Yves Harté, “Among other solitudes” (Le Cherche Midi) – .

Yves Harté, “Among other solitudes” (Le Cherche Midi) – .
Yves Harté, “Among other solitudes” (Le Cherche Midi) – .

Retour au père. « Mon père est décédé au cours de l’hiver, au tout début de l’année 2004, alors qu’il était sur le point d’avoir soixante-dix ans. […] Nous étions progressivement devenus des étrangers. Il vivait dans une ferme trapue plantée à flanc de colline, à la limite des Landes et des Pyrénées, une solide habitation aux murs épais, l’ancien domaine de ses parents, où il s’était enfermé dix ans plus tôt. Ce fils, cet orphelin, est le narrateur du deuxième roman d’Yves Harté après son splendide et inaugural La main sur le coeur (Cherche-Midi, 2022). Il s’agissait de l’Espagne, du Greco et d’un ami disparu. Cette fois, même si les paysages sont plutôt ceux de la Guyenne, de la Gascogne, des Landes, de Bordeaux, ils sont avant tout intérieurs et Harté chante toujours le chant du départ, des lents adieux.

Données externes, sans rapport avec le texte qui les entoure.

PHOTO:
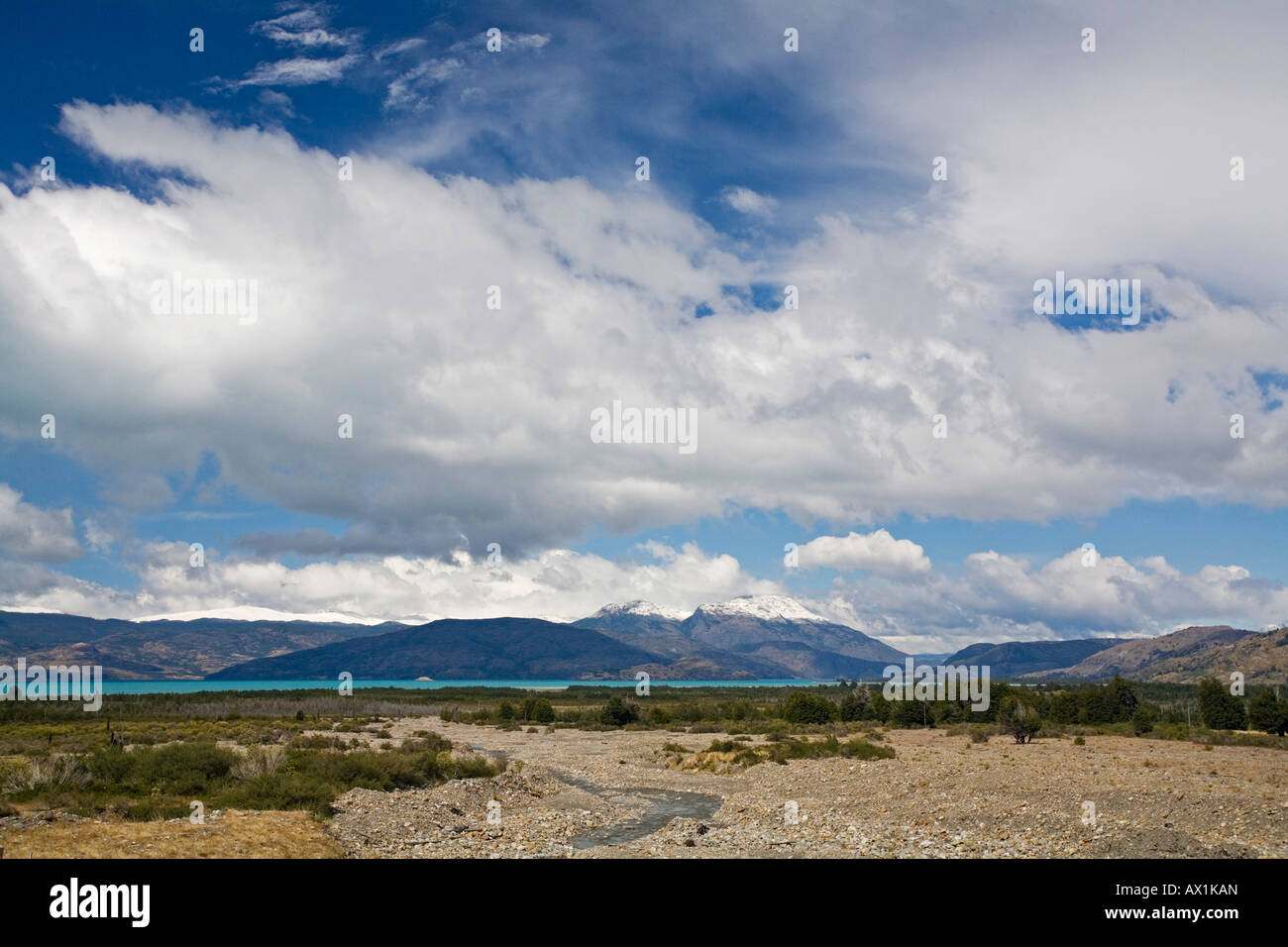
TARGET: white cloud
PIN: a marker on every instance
(999, 596)
(297, 71)
(747, 201)
(30, 532)
(877, 552)
(307, 26)
(463, 424)
(558, 585)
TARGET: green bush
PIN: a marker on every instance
(1220, 709)
(804, 707)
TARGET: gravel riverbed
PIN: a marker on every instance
(574, 793)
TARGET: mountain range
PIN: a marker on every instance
(767, 637)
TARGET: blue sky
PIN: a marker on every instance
(767, 167)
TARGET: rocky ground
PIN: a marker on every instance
(619, 793)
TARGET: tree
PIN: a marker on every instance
(618, 712)
(1121, 698)
(1267, 712)
(857, 705)
(1144, 719)
(1019, 719)
(809, 707)
(1220, 709)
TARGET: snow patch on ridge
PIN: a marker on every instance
(764, 607)
(642, 607)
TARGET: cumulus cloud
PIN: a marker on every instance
(30, 532)
(747, 201)
(875, 552)
(464, 428)
(558, 585)
(999, 596)
(308, 25)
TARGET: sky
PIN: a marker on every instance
(455, 248)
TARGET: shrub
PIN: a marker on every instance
(1220, 709)
(804, 707)
(618, 712)
(1019, 719)
(1267, 712)
(259, 761)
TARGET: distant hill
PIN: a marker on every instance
(765, 635)
(156, 650)
(1134, 657)
(452, 648)
(1192, 654)
(1016, 659)
(1262, 659)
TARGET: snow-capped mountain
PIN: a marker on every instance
(769, 635)
(761, 607)
(639, 607)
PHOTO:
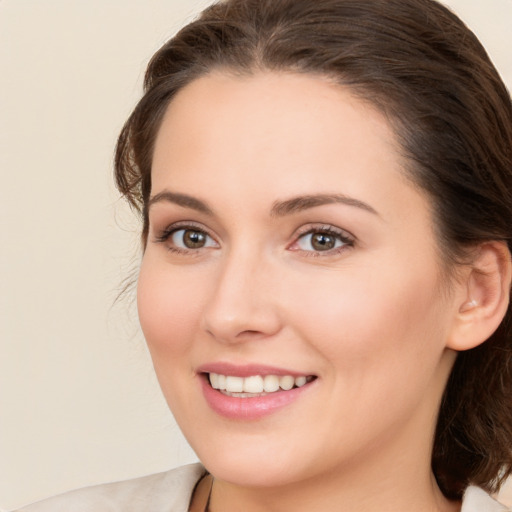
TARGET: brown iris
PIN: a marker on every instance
(194, 239)
(322, 241)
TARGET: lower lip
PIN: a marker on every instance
(249, 408)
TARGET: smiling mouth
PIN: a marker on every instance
(256, 385)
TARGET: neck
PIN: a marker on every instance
(342, 492)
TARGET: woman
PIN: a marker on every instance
(325, 195)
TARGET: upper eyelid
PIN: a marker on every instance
(329, 228)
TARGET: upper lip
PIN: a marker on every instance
(247, 370)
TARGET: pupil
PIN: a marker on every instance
(323, 242)
(194, 239)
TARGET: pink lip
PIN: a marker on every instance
(248, 408)
(246, 370)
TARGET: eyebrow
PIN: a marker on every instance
(181, 200)
(300, 203)
(279, 208)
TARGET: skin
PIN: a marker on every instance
(371, 318)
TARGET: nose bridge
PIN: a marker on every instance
(242, 305)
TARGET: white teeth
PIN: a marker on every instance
(234, 384)
(286, 382)
(255, 385)
(214, 380)
(300, 381)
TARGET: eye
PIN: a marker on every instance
(185, 239)
(322, 240)
(190, 238)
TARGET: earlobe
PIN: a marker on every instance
(486, 297)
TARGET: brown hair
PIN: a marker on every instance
(427, 72)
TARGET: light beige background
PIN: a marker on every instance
(78, 400)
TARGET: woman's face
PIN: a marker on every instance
(286, 248)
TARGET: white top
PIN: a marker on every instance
(171, 492)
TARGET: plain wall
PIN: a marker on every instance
(78, 399)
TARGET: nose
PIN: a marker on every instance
(243, 305)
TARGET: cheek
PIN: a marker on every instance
(368, 320)
(169, 304)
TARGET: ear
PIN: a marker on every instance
(484, 298)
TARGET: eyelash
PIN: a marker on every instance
(341, 235)
(169, 231)
(345, 238)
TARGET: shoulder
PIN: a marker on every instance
(477, 500)
(162, 492)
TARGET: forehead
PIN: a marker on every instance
(279, 122)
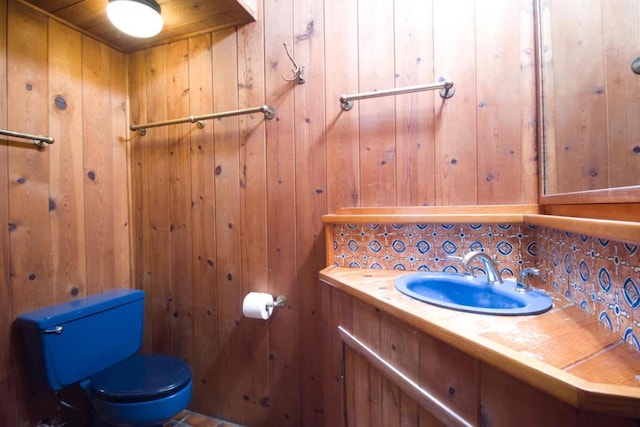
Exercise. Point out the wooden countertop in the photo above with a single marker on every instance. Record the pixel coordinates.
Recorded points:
(562, 352)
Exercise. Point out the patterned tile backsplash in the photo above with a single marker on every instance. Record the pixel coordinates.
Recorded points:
(600, 276)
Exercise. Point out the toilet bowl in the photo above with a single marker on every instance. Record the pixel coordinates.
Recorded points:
(94, 342)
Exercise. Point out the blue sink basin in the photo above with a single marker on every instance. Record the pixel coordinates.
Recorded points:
(472, 294)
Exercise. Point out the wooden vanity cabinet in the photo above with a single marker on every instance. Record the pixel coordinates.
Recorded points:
(388, 370)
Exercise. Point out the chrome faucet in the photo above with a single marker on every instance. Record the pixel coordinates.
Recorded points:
(523, 284)
(493, 273)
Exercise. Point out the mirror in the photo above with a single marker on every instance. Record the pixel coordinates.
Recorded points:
(590, 100)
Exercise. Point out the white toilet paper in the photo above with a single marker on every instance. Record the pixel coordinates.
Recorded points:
(257, 305)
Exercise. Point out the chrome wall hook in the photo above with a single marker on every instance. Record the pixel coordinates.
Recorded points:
(298, 71)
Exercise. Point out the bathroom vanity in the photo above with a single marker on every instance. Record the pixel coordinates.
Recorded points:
(394, 360)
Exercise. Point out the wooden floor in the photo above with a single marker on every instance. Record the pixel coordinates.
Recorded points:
(192, 419)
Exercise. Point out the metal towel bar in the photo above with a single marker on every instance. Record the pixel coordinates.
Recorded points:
(446, 91)
(269, 113)
(38, 140)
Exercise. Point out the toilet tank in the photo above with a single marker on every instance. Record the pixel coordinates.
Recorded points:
(67, 343)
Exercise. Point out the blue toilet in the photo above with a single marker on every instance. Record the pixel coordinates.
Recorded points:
(93, 342)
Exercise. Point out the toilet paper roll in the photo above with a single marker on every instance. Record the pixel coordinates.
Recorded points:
(257, 305)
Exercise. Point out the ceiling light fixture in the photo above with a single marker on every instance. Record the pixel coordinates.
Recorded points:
(137, 18)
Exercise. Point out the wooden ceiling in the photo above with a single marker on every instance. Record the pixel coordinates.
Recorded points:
(182, 18)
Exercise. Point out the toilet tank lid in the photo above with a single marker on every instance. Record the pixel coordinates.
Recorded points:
(54, 315)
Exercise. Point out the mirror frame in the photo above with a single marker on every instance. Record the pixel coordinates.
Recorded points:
(629, 194)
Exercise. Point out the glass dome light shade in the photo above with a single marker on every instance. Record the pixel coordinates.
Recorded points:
(137, 18)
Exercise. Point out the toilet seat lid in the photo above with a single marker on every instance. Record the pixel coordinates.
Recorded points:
(141, 378)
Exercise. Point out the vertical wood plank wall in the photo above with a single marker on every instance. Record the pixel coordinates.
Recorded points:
(236, 206)
(64, 209)
(259, 188)
(590, 94)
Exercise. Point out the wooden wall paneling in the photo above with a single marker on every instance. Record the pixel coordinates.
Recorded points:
(205, 315)
(621, 47)
(368, 392)
(180, 303)
(376, 70)
(415, 147)
(28, 167)
(253, 213)
(8, 403)
(505, 105)
(97, 158)
(578, 39)
(341, 127)
(66, 159)
(28, 196)
(455, 173)
(159, 221)
(529, 140)
(121, 171)
(230, 385)
(400, 346)
(140, 167)
(281, 208)
(547, 138)
(311, 198)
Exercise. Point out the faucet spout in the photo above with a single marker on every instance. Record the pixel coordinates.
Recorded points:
(493, 273)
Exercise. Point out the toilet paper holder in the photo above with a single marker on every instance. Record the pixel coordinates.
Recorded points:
(280, 301)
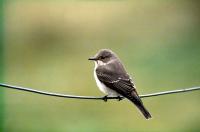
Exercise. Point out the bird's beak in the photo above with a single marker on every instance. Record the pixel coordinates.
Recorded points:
(93, 58)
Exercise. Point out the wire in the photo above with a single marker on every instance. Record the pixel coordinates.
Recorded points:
(94, 97)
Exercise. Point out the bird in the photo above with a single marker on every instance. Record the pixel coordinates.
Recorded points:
(113, 80)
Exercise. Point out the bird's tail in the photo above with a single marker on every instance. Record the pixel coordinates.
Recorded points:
(139, 104)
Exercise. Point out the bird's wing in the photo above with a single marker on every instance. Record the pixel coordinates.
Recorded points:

Le narrateur, journaliste à la télévision régionale, se rend donc dans la maison de son père pour achever de la vider, l’ayant mise en vente. Pour compléter quelque chose comme un souvenir aussi. Ce retour ne se fait pas sans problèmes, diffus ici, significatif là. Tout est progressivement retrouvé, et notamment une série de nouvelles écrites par le fils bien des années auparavant et soigneusement conservées par le père qui les a rassemblées dans un dossier, les regroupant sous le titre « Solitudes ». Parmi eux, des fragments de vies perdues, effacées. Des solitudes en effet, irréfragables. Dans la maison familiale qu’il redécouvre à tâtons, à la tombée du soir, le journaliste part à la recherche de ses propres répliques pour peut-être mieux deviner ce qui en elles a arrêté son père… Et les voici, à l’appel de la mémoire, spectres fragiles, presque timides, piliers d’un bistrot bordelais, une ancienne Miss Bordeaux désormais coincée dans son obésité, un homme devenu handicapé suite à un accident de la route, un fils alcoolique d’une famille déchue qui vit avec sa mère, “un grand gars solitaire qui ne parle à personne” et ne laisse aucune trace, un professeur au parcours de vie brisé qui aime peut-être un peu trop les garçons et enfin un vieil homme seul dans sa ferme. Freaks, trajectoires interrompues, lignes brisées.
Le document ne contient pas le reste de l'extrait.